Nous roulons 150 km de nuit car nous voulons nous réveiller au parc des dinosaures. C’est là que les plus nombreuses découvertes fossiles du monde ont été faites. Arnaud évite 2 grosses moufettes. La nuit, on a bien chaud avec nos couvertures. A 7h30, arnaud est déjà dehors, parka sur le dos, appareil photo à la main pour voir le lever de soleil. J’ouvre les volets de notre fenêtre, au pied du lit. Ooooohh. Bien au chaud dans ma couverture, je regarde le lever de soleil sur « le parc des dinosaures ». Incroyable. A perte de vue, un paysage lunaire verdoyant fait de collines, de butées, de strates de terre aux couleurs ocres, des centaines de galeries creusées dans la prairie par l’eau…Un silence fou. Et le soleil qui dessine une ligne jaune orangée sur l’horizon. Un instant magique. Nous sommes seuls.

Après le petit dej, nous partons en balade. Incroyable, il fait 26 degrés. Pas très loin car des panneaux nous menacent de serpents à sonnettes, d’araignées noires et de scorpions. Nous passons la journée ici comme suspendus dans le temps avec une sensation incroyable d’être minuscules. Un retour aux origines, quand nous, humains n’existions pas encore.
Plus loin, un véritable fossile de dinosaure est exposé à même la terre à l’endroit même où il a été découvert. Il est géant. Il date de 75 millions d’années. Trop pour vraiment se rendre compte. Mais tout de même, nous sommes, il faut l’avouer très impressionnés. Les uniques fossiles que nous avions vu de notre vie étaient dans des musées. Pas dans cet environnement unique avec un dinosaure mort exactement à cet endroit. Dans l’échelle du temps, nous ne sommes rien.

Dans la foulée, nous allons également au « Royal Tyrrell museum », un des plus grands musée du monde dédié aux dinosaures. Ces bêtes là, je l’avoue, ne m’ont jamais vraiment passionné. Mais j’en suis sortie bluffée. Ils m’ont eue jusqu’au trognon. Il faut dire que les musées américains sont extrêmement bien conçus : les présentations sont soignées, ludiques, high tech ... Ici, nous découvrons pratiquement tout ce qui a existé il y a 75 millions d’années.
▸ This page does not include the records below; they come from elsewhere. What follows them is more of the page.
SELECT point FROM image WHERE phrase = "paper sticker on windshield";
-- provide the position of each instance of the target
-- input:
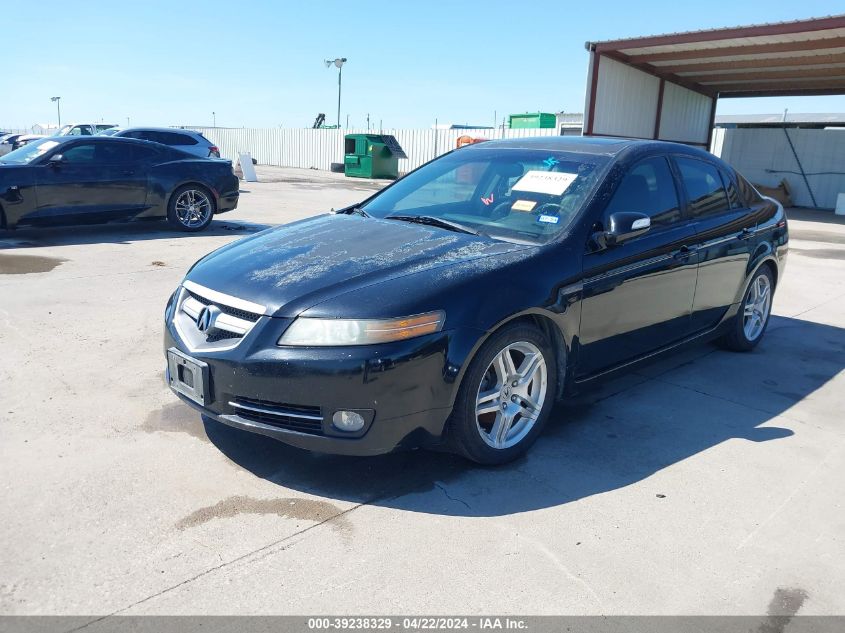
(523, 205)
(553, 183)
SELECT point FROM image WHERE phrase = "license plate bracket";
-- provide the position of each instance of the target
(188, 376)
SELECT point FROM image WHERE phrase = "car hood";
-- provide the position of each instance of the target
(293, 267)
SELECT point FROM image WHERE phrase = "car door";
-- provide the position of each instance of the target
(725, 228)
(638, 295)
(95, 180)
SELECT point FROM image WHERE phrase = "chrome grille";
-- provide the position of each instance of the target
(235, 312)
(209, 320)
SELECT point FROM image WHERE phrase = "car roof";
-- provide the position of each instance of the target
(100, 139)
(595, 145)
(159, 129)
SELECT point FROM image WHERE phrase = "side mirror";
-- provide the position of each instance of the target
(624, 225)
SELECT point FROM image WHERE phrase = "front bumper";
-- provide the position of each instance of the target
(404, 390)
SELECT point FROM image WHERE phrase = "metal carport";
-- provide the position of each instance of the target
(666, 86)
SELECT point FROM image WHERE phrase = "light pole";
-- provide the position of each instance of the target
(339, 62)
(58, 108)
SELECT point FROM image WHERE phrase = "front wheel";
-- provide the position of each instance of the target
(750, 323)
(191, 208)
(506, 396)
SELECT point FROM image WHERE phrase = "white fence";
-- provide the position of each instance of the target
(765, 157)
(317, 149)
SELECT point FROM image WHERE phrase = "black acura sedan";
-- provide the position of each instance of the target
(69, 180)
(456, 305)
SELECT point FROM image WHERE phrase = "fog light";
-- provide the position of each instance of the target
(348, 420)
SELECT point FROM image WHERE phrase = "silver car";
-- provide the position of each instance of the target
(185, 140)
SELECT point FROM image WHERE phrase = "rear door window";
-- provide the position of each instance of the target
(80, 154)
(648, 188)
(747, 192)
(705, 191)
(730, 187)
(114, 153)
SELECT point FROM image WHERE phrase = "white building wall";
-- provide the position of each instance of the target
(317, 149)
(685, 115)
(764, 156)
(626, 101)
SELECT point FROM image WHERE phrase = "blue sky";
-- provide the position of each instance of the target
(260, 63)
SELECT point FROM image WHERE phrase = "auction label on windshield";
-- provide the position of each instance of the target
(553, 183)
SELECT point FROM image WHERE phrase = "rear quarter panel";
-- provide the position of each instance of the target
(165, 178)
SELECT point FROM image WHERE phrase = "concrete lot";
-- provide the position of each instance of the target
(706, 483)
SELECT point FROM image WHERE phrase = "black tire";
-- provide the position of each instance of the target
(207, 214)
(467, 430)
(738, 338)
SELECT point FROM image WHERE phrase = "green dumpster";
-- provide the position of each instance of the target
(371, 156)
(532, 120)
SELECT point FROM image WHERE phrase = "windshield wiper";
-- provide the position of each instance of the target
(433, 221)
(353, 211)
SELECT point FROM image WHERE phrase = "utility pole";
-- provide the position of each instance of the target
(58, 101)
(339, 62)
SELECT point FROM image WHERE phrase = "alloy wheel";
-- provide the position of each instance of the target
(757, 306)
(511, 395)
(192, 208)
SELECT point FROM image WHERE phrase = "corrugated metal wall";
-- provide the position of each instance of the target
(317, 149)
(764, 157)
(626, 101)
(685, 116)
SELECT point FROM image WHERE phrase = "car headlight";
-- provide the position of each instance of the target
(337, 332)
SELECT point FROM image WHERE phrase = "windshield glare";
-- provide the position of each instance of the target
(510, 194)
(29, 152)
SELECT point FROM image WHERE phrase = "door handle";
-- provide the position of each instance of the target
(685, 252)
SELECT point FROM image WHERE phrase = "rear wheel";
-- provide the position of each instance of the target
(751, 321)
(191, 208)
(506, 396)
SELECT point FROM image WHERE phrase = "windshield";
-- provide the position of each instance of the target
(29, 152)
(510, 194)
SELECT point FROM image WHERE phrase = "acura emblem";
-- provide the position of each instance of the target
(207, 318)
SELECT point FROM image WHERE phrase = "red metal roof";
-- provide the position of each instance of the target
(802, 57)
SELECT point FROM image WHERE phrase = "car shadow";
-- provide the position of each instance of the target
(621, 433)
(117, 233)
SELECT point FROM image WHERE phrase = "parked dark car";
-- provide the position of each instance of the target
(456, 305)
(66, 180)
(185, 140)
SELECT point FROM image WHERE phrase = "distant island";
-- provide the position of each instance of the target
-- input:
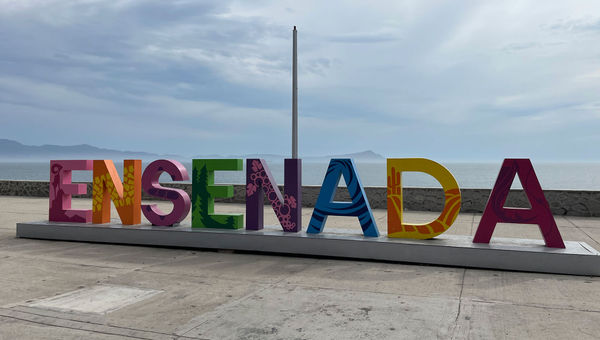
(13, 151)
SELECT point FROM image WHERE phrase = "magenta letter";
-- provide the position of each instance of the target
(61, 190)
(288, 208)
(180, 199)
(538, 214)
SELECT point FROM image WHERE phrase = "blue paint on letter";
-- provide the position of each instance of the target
(358, 207)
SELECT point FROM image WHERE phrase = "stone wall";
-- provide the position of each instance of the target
(562, 202)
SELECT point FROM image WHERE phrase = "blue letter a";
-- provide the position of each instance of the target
(358, 207)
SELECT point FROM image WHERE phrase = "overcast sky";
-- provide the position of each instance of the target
(447, 80)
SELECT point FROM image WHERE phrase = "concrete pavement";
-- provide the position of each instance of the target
(226, 295)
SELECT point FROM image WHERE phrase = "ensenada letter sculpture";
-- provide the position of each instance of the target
(126, 196)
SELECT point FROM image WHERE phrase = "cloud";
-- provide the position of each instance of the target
(444, 79)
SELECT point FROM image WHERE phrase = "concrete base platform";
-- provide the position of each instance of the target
(578, 258)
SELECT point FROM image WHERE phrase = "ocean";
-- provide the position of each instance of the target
(564, 176)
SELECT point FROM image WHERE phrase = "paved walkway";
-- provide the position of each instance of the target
(118, 292)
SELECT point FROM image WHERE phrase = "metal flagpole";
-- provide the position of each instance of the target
(295, 96)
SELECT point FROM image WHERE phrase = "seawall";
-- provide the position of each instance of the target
(562, 202)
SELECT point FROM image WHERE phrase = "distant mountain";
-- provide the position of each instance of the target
(14, 151)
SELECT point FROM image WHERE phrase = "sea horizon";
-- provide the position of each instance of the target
(469, 175)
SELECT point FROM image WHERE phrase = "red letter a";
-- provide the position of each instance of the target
(538, 214)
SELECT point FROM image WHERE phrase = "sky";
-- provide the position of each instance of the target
(445, 80)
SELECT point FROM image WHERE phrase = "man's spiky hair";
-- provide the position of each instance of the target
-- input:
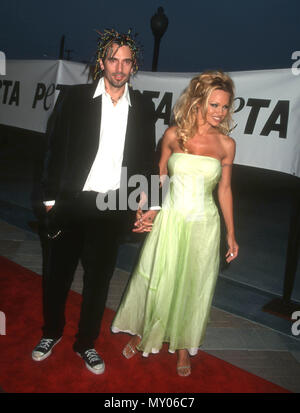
(106, 40)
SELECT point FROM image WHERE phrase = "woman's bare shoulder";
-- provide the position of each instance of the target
(228, 144)
(170, 135)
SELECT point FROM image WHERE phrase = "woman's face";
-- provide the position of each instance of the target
(217, 107)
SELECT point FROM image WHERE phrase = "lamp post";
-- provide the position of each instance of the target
(62, 47)
(159, 24)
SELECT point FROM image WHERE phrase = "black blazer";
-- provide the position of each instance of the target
(73, 133)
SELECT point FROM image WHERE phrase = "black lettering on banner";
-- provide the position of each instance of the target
(280, 111)
(241, 104)
(256, 104)
(164, 107)
(49, 92)
(39, 93)
(42, 93)
(165, 103)
(13, 96)
(6, 84)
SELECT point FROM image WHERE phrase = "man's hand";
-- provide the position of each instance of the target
(144, 221)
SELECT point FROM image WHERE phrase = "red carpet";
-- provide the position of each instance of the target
(64, 371)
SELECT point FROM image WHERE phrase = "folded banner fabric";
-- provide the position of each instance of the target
(267, 105)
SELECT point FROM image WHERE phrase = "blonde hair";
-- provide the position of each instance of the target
(196, 96)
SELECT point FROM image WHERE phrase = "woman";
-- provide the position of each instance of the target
(170, 293)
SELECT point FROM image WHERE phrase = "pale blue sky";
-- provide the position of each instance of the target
(231, 35)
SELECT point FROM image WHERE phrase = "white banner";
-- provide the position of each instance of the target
(267, 106)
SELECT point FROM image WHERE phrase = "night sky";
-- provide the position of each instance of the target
(230, 35)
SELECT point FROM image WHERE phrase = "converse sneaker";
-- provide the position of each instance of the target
(44, 349)
(93, 361)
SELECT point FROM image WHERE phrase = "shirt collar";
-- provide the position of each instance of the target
(100, 89)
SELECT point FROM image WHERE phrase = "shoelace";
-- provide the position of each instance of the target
(46, 343)
(92, 355)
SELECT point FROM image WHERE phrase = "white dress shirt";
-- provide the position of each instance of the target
(105, 173)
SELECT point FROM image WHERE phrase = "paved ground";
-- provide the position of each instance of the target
(248, 345)
(239, 331)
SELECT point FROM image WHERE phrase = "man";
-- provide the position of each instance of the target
(97, 132)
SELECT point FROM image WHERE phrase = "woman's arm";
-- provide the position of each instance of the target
(226, 201)
(145, 220)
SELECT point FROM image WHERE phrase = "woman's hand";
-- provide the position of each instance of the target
(144, 221)
(233, 249)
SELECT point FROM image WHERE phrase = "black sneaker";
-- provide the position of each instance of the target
(93, 361)
(44, 349)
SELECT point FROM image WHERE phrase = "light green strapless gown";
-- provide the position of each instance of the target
(169, 296)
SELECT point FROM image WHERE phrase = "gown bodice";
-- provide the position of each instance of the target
(192, 179)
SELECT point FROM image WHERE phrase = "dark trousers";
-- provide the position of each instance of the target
(92, 237)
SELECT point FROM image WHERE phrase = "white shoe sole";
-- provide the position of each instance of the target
(93, 370)
(37, 357)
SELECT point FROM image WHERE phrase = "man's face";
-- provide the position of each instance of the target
(117, 66)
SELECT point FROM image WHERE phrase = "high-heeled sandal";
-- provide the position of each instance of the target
(184, 371)
(129, 350)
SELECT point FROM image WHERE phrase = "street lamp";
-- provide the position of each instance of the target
(159, 24)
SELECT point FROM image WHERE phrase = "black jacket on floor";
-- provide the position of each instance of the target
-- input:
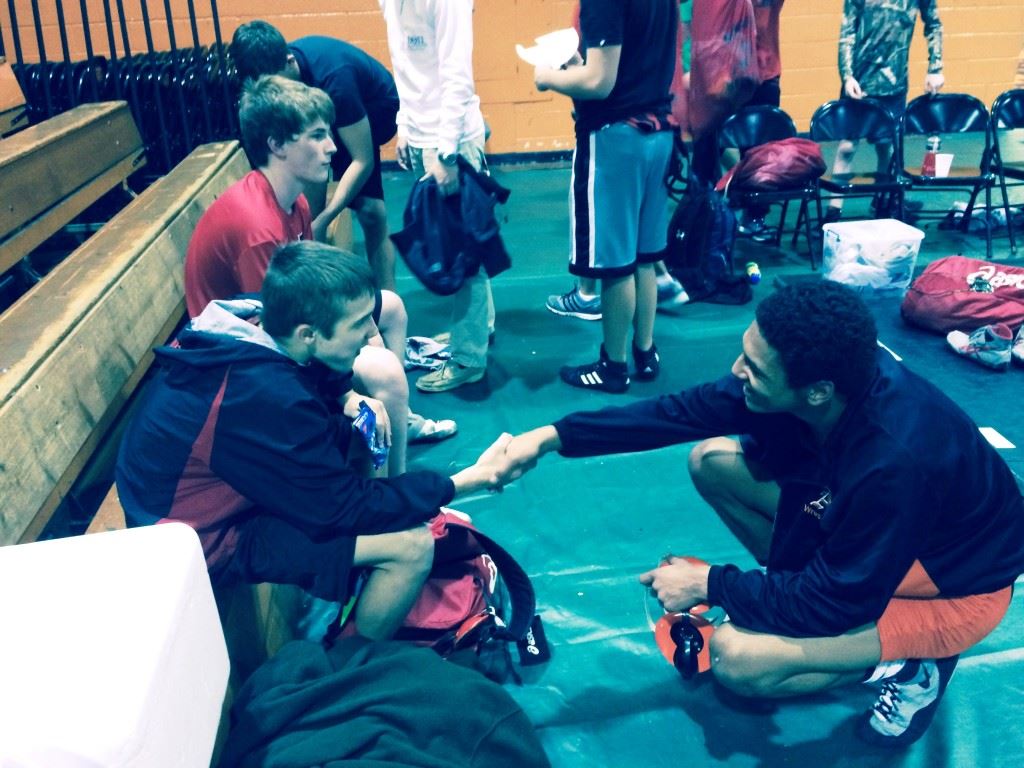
(369, 705)
(445, 240)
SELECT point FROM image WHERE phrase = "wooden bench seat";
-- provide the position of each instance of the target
(51, 172)
(73, 349)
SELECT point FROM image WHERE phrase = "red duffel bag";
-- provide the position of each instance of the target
(961, 294)
(783, 164)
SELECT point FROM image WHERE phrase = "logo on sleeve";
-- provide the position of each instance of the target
(816, 509)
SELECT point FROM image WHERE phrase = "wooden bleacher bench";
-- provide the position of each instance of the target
(51, 172)
(73, 349)
(13, 113)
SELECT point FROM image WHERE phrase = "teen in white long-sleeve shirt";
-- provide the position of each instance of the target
(439, 119)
Du plus petit moustique fossilisé dans une pierre au plus grand tyrex (même mort, il n’a pas l’air commode). Tous les types de dinosaures sont exposés y compris ceux marins ; en somme tout ce qui nageait, courrait, volait, rampait et que sais je encore, sont là. Ils ont été trouvés dans la région. Certains ont été découverts par des archéologues, d’autres par des gens normaux ;) et même 2 étudiants lors d’une partie de pêche (tu pars chercher des poissons, tu reviens avec un dino, classe).

Une petite vidéo me fait marrer. Le gars qui est filmé, renverse un carton plein d’ossements et dit « plein de gens nous ramènent sans cesse des os de toute taille. Mais ce ne sont pas tant les os qui sont découverts qui sont intéressants, c’est l’endroit où ils ont été trouvés ». J’imagine illico la scène. Monsieur et madame tout le monde avec leur nonos à l’entrée du musée tout fiers et le gars de la vidéo se dire « eh ! merde ! ça va encore finir dans le carton ! ».
Parcourir ce cimetière géant, est bien intéressant mais, intellectuellement on a vraiment du mal à se rendre compte que les os figés dans la pierre que voilà, datent de quelques millions d’années. Des millions ! Comment voulez vous qu’on s’en sorte ? Même en les regardant intensément… rien. Alors au bout du 3 ou 4 ème squelette, quand on les regarde, on aimerait bien qu’il se passe un truc. Genre qu’ils se mettent à bouger, juste un chouille pour voir. Ou que d’un coup on puisse imaginer leur vie de bouffeur-bouffé. On essaie de les imaginer avec des muscles et des poils parce qu’en squelette, c’est un peu court. Et puis au bout de 2 heures, un peu frustrés par notre manque d’imagination manifeste, on se dit que les dinosaures, on ne les verra jamais autrement que tous crevés dans une pierre ou lustrés à l’huile et accrochés à des clous. Vaut mieux ça remarquez…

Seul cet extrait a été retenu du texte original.